Vijayapura, India

The Deccan's forgotten sultanate — Gol Gumbaz's whispering dome and Ibrahim Roza's grace, uncrowded in Karnataka

Vijayapura (formerly Bijapur) is a city in northern Karnataka that was capital of the Adil Shahi Sultanate from 1489 to 1686, a dynasty that produced some of the most extraordinary Islamic architecture in India — including the Gol Gumbaz (second-largest dome in the world at 44 metres, with the famous Whispering Gallery) and the Ibrahim Roza (a mausoleum said to have inspired the Taj Mahal). Bypassed by mainstream Indian tourism, its Mughal-scale monuments stand surprisingly uncrowded in the flat Karnataka landscape.

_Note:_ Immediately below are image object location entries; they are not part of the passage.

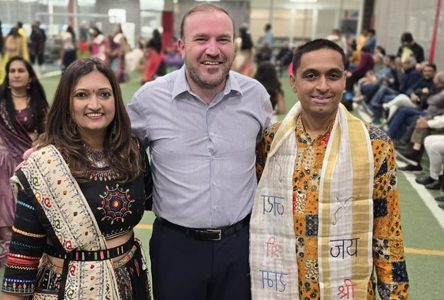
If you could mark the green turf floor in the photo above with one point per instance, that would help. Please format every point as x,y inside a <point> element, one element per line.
<point>422,219</point>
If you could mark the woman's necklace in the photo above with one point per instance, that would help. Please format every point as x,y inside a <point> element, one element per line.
<point>97,157</point>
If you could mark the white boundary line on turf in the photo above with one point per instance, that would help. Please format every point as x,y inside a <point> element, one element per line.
<point>427,198</point>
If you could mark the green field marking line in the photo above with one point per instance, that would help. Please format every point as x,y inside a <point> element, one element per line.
<point>424,251</point>
<point>427,198</point>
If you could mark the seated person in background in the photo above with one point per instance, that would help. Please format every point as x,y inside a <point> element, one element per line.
<point>373,80</point>
<point>385,94</point>
<point>423,127</point>
<point>79,197</point>
<point>434,146</point>
<point>405,116</point>
<point>421,91</point>
<point>367,63</point>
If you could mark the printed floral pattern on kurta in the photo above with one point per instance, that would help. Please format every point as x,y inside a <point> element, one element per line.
<point>388,247</point>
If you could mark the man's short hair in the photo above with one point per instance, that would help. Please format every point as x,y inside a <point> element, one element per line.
<point>406,37</point>
<point>204,7</point>
<point>314,46</point>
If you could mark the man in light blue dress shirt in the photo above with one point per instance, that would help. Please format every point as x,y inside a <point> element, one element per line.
<point>201,124</point>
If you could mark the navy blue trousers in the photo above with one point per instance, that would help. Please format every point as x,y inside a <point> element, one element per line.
<point>189,269</point>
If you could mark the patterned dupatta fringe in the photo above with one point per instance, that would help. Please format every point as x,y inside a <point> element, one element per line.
<point>345,214</point>
<point>74,224</point>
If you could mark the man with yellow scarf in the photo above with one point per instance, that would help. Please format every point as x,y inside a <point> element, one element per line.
<point>326,217</point>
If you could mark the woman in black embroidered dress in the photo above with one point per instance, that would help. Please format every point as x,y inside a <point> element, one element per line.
<point>88,135</point>
<point>23,108</point>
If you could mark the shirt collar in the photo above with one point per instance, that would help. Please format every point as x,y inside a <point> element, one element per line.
<point>181,84</point>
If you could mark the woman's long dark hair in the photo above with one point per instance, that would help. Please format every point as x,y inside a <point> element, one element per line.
<point>120,147</point>
<point>38,103</point>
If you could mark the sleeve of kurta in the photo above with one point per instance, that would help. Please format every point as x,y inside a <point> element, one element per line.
<point>388,244</point>
<point>26,248</point>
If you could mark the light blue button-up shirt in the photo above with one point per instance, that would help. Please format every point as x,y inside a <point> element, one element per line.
<point>203,155</point>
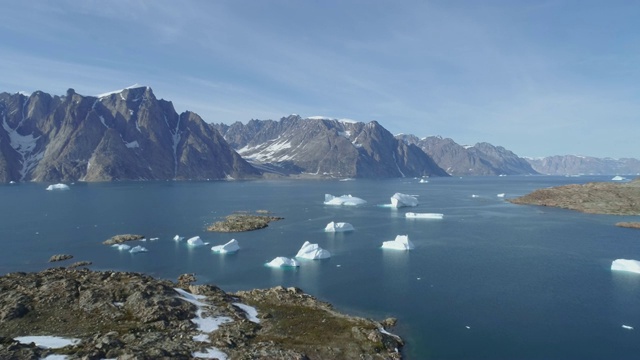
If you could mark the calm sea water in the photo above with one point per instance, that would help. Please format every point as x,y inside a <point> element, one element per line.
<point>491,280</point>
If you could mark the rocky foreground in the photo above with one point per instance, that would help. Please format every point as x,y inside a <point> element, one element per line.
<point>594,198</point>
<point>133,316</point>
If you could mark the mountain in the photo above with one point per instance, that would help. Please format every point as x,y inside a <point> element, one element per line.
<point>480,159</point>
<point>577,165</point>
<point>123,135</point>
<point>327,147</point>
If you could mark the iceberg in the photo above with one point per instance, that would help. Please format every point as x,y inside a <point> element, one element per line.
<point>338,227</point>
<point>282,261</point>
<point>402,200</point>
<point>231,246</point>
<point>196,241</point>
<point>424,215</point>
<point>58,187</point>
<point>626,265</point>
<point>137,249</point>
<point>401,242</point>
<point>312,251</point>
<point>347,200</point>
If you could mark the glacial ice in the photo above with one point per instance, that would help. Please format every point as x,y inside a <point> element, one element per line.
<point>282,261</point>
<point>338,227</point>
<point>58,187</point>
<point>626,265</point>
<point>424,215</point>
<point>401,242</point>
<point>401,200</point>
<point>312,251</point>
<point>137,249</point>
<point>196,241</point>
<point>347,200</point>
<point>231,246</point>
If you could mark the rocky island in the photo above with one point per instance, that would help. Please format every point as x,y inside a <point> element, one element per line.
<point>125,315</point>
<point>593,198</point>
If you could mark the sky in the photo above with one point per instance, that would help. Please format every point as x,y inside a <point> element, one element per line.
<point>537,77</point>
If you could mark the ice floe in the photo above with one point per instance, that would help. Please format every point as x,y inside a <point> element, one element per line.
<point>312,251</point>
<point>196,241</point>
<point>626,265</point>
<point>282,261</point>
<point>412,215</point>
<point>401,242</point>
<point>347,200</point>
<point>48,342</point>
<point>401,200</point>
<point>231,246</point>
<point>137,249</point>
<point>58,187</point>
<point>338,227</point>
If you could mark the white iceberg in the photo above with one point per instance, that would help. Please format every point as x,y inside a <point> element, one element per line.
<point>626,265</point>
<point>137,249</point>
<point>424,215</point>
<point>347,200</point>
<point>282,261</point>
<point>58,187</point>
<point>231,246</point>
<point>196,241</point>
<point>312,251</point>
<point>338,227</point>
<point>401,242</point>
<point>402,200</point>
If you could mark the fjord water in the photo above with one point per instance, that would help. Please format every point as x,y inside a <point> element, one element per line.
<point>490,280</point>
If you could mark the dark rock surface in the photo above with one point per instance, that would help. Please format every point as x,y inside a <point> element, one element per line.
<point>133,316</point>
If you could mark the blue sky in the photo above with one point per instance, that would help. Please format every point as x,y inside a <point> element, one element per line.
<point>537,77</point>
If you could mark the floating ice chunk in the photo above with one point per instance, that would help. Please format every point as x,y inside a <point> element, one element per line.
<point>338,227</point>
<point>626,265</point>
<point>58,187</point>
<point>137,249</point>
<point>347,200</point>
<point>402,200</point>
<point>231,246</point>
<point>196,241</point>
<point>424,215</point>
<point>47,342</point>
<point>312,251</point>
<point>282,261</point>
<point>252,313</point>
<point>401,242</point>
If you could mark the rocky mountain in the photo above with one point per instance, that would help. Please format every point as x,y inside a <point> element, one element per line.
<point>480,159</point>
<point>124,135</point>
<point>328,148</point>
<point>577,165</point>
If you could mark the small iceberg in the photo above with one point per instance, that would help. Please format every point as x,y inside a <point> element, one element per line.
<point>58,187</point>
<point>282,261</point>
<point>231,246</point>
<point>338,227</point>
<point>626,265</point>
<point>401,242</point>
<point>196,241</point>
<point>401,200</point>
<point>346,200</point>
<point>312,251</point>
<point>424,215</point>
<point>137,249</point>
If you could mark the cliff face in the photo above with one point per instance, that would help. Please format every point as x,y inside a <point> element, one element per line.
<point>125,135</point>
<point>327,147</point>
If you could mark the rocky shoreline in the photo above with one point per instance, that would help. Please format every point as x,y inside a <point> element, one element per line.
<point>593,198</point>
<point>128,315</point>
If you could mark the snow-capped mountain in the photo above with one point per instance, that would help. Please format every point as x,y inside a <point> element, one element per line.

The Adil Shahi dynasty ruled Bijapur from 1489, one of five Deccan Sultanates that emerged after the Bahmani Sultanate fragmented. The dynasty reached its peak under Ibrahim Adil Shah II (r. 1580–1627) — a polymath ruler who commissioned the Ibrahim Roza, patronised music and Kannada poetry, and synthesised Mughal, Persian, and Deccan architectural traditions. Aurangzeb besieged and captured Bijapur in 1686 after a long campaign, ending the sultanate; the city slowly declined and its population today is a fraction of its 17th-century height, leaving its monuments in a state of quiet grandeur.